Topic0 — EVM Indexer

Config-driven EVM log indexer in Rust. Indexes only the contracts and events you declare in config.toml — never full blocks — to keep paid RPC usage (Alchemy/QuickNode compute units & credits) low. Logs are fetched with filtered eth_getLogs, decoded against their ABI at runtime (no codegen), and written as structured, typed rows into Postgres.

Goal	How
Minimal RPC spend	Filtered `eth_getLogs` over wide adaptive ranges; timestamps fetched once & cached; tx data piggybacks the block fetch; WebSocket at the tip, not polling.

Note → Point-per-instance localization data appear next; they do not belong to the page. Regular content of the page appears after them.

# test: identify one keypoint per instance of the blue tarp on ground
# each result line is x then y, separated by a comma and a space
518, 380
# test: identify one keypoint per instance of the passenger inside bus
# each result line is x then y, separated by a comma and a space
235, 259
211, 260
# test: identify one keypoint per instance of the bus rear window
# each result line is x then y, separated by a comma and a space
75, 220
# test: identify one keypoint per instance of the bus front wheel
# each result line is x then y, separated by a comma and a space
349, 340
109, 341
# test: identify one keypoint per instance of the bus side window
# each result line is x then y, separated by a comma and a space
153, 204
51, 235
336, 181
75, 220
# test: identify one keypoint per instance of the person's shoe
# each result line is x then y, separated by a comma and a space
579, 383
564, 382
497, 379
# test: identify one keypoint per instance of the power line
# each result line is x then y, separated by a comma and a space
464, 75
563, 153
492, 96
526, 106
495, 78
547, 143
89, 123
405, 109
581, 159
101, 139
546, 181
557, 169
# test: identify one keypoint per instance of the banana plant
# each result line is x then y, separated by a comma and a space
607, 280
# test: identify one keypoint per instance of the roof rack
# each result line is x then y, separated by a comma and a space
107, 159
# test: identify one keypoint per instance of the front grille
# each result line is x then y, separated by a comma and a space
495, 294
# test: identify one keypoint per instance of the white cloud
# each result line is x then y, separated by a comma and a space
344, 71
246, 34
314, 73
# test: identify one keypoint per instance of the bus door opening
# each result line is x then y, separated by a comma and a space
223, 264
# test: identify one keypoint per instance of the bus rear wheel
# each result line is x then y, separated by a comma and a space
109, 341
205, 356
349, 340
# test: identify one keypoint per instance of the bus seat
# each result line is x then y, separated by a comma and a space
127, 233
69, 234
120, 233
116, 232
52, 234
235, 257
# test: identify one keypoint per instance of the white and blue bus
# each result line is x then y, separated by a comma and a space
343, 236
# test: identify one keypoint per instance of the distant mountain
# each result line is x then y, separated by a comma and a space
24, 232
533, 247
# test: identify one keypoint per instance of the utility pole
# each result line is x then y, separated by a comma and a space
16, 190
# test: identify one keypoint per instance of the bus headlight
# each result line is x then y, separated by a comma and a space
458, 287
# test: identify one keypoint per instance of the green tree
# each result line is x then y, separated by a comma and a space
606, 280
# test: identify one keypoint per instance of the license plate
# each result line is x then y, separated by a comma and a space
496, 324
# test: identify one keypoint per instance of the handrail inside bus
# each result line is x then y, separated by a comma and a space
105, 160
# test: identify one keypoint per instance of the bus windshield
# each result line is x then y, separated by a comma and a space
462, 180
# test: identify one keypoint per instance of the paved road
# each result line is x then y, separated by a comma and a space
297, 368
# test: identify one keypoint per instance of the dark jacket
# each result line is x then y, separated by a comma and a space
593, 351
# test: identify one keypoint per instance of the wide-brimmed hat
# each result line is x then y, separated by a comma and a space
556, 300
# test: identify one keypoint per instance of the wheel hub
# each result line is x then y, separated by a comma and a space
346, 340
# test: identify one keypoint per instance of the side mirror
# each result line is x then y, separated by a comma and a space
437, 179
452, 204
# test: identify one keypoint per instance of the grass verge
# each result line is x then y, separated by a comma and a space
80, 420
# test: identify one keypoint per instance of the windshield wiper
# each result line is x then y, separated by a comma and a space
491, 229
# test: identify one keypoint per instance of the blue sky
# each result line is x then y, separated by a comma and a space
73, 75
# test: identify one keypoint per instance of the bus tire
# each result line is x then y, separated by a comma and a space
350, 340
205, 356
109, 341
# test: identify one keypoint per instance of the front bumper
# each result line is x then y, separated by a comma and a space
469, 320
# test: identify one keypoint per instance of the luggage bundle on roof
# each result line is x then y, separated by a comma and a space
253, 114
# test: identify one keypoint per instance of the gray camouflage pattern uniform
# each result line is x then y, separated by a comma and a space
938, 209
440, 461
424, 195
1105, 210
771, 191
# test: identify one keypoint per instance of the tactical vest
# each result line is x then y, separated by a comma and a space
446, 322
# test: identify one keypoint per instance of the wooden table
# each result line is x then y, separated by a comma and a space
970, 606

Every call metered through a per-provider cost model into a spend ledger with a monthly free-quota guard.
Fast, same cost	Two-level parallel pipeline (concurrent getLogs ranges × concurrent block/receipt RPCs per range) saturates the rate budget instead of idling. Same call count & `$spent` as serial — concurrency changes ordering, not volume.
Pay RPC once	Raw logs persisted before decode → re-decode / resync (new event, bug fix, added column) replays from disk with zero new RPC.
Reorg-safe	Block hashes tracked per row; reorgs are cheap point deletes + re-index within the confirmation window.
Swappable seams	RPC source, storage read layer, and query protocol all behind traits. Default: Alchemy/QuickNode + Postgres + GraphQL.
Multi-chain	One deployment, `chain_id` everywhere, one ingest task per chain.
Observable	Optional Prometheus `/metrics` endpoint (RPC calls, spend, queue depth, decode/query latency, `build_info`) — enable with `[indexer] metrics_listen`.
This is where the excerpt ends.